Megan Still works to increase access to surgical care in Sierra Leone

By Katarina Fiorentino Klatzkow

At the University of Florida College of Public Health and Health Professions, students are making a global impact through research and service. One notable example is Megan Still, M.D., a neurosurgery resident at UF Health and a Master of Science student in the department of epidemiology. Still combines her clinical expertise in neurosurgery with an academic interest in global health, working to increase access to safe, affordable surgical care for underserved populations.

Meghan Still, M.D., a neurosurgery resident and current Master of Science in Epidemiology student.
Meghan Still, M.D., a neurosurgery resident and Master of Science in Epidemiology student.

Still’s commitment to improving health outcomes recently took her to Sierra Leone, where she conducted a comprehensive needs assessment of training hospitals and collected epidemiological data on neurosurgical needs. Her research focuses on the most common causes of neurosurgical injury and barriers to care for specific regions or patient populations.

She has collaborated with several research groups working to estimate the global burden of disease, project expected burden of disease and determine the increased need for neurosurgeons in the coming decade. She has been working with the World Federation of Neurosurgical Societies, or WFNS, Global Neurosurgery Committee since she was a medical student. In 2021, leadership from Sierra Leone’s teaching hospitals complex contacted WNFS for help with building the first public neurosurgery department in that country, Still said.

“We initially worked from a distance through email and Zoom, but luckily, I was able to secure the funding that allowed me to spend nine months in Sierra Leone during my research year to do the necessary on-the-ground data collection and development that is difficult to do from afar.”

Still chose to continue her education with PHHP’s Master of Science in Epidemiology to supplement her clinical training in medicine. Pursuing this degree, she says, has enhanced her background understanding of population-level studies to bring new methods of prediction to her research work.

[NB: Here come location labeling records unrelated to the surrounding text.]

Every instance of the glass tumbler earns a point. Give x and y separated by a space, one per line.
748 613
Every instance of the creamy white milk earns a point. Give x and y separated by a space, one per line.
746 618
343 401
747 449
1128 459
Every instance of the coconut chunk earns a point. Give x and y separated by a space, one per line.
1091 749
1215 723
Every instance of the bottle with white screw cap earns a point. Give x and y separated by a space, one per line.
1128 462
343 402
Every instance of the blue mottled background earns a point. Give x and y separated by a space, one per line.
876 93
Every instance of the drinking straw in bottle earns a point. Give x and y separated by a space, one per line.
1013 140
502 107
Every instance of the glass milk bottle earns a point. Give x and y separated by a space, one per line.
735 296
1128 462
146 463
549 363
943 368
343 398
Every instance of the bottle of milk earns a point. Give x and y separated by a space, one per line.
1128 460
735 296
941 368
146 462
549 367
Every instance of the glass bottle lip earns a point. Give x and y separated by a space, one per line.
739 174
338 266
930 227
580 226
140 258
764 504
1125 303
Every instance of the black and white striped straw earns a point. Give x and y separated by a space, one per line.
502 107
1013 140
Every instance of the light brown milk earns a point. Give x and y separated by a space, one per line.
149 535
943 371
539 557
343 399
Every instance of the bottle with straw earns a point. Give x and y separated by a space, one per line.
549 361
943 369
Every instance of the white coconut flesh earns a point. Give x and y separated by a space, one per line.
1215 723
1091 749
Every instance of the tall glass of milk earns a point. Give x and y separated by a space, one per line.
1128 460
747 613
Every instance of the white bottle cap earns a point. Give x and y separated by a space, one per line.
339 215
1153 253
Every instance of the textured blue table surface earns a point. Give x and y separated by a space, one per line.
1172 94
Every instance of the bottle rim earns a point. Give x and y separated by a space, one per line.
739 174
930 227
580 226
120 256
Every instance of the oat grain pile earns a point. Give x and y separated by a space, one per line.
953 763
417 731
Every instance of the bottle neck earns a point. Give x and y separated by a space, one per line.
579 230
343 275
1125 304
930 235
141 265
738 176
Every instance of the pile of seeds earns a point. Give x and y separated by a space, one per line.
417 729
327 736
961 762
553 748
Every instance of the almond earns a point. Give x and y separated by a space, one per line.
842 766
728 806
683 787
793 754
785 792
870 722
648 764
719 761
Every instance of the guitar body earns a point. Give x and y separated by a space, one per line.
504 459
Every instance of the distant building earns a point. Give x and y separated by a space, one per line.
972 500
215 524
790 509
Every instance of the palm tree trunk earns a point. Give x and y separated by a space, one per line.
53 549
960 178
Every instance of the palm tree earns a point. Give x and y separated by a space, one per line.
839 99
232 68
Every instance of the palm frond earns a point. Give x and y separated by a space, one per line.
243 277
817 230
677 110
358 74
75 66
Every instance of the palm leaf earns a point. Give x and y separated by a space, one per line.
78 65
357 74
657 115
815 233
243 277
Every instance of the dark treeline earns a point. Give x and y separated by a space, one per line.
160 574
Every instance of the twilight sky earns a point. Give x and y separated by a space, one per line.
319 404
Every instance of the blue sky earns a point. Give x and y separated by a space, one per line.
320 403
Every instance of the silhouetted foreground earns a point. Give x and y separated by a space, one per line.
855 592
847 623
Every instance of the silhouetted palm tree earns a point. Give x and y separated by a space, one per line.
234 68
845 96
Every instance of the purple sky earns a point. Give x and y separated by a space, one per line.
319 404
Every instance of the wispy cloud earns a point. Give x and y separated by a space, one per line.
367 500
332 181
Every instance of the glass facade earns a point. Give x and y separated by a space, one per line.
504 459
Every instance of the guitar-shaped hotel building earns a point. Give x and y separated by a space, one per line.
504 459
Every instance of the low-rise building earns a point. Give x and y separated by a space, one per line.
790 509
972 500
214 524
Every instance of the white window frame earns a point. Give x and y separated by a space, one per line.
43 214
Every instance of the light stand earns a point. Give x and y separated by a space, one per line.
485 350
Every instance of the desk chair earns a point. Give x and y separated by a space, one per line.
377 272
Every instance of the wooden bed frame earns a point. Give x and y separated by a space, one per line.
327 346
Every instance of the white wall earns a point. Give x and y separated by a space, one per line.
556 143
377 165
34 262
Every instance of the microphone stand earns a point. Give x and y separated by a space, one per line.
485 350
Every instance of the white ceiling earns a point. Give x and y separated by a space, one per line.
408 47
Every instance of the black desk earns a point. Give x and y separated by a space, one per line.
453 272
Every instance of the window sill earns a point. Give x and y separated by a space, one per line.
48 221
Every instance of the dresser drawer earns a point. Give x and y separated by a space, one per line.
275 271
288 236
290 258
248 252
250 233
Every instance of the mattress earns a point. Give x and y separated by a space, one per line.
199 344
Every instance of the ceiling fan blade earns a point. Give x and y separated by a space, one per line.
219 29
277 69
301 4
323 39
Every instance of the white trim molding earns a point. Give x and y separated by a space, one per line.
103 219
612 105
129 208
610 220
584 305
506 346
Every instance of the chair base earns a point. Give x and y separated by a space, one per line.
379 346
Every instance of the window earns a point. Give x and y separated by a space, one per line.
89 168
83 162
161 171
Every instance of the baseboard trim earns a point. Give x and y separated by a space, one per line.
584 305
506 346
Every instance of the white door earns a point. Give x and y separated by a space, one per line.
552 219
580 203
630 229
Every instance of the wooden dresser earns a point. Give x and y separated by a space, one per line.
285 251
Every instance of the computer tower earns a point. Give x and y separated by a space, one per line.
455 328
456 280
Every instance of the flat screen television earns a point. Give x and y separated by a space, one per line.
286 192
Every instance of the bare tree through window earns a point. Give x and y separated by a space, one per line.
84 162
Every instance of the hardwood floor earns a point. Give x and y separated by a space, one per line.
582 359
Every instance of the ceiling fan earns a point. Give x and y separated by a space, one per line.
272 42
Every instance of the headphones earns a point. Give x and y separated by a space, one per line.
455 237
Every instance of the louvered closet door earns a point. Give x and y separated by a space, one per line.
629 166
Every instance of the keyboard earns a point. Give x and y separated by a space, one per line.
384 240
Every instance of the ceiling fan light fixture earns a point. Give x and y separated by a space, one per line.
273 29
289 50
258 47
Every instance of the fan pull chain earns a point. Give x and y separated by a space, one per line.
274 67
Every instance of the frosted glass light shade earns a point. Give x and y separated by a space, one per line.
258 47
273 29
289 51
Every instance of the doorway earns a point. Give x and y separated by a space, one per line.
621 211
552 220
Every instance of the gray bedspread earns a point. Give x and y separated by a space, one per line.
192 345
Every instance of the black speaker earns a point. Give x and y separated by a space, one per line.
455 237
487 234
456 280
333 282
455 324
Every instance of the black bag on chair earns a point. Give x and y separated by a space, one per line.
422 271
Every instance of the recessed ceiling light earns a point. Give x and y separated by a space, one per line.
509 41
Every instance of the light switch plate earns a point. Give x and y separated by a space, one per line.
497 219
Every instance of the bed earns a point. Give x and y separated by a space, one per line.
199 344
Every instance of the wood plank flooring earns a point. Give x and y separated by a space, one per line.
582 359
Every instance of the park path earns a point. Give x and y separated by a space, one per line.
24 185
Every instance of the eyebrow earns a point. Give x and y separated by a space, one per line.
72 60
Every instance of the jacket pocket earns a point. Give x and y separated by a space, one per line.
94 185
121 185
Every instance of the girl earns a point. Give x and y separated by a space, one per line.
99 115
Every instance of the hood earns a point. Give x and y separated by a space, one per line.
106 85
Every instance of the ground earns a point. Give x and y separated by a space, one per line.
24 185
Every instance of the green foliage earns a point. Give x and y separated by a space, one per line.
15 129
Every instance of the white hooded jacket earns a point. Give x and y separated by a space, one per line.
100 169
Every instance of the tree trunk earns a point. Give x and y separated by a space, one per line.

In addition to conducting research, Still attended the WFNS Conference in Cape Town, South Africa, which brings together neurosurgeons from across the globe. Her team attended a session focusing on sustainable partnerships and projects with aims of improving access to neurosurgical care in under-resourced countries. Two neurosurgeons from Liberia and Gambia presented, sharing their perspectives as the only neurosurgeons in their respective countries and the process of starting a neurosurgery department with limited support and resources.

Still presenting at the WFNS Conference in Cape Town, South Africa.

“It was fantastic to be able to see the progress made in those countries from the efforts of essentially just one person and to hear from them how strong they feel Sierra Leone’s department will be because of this multi-disciplinary, international support group we’ve been able to develop,” Still said.

Ultimately, Still hopes her research work will support efforts to increase surgical services for underserved populations in low-income countries.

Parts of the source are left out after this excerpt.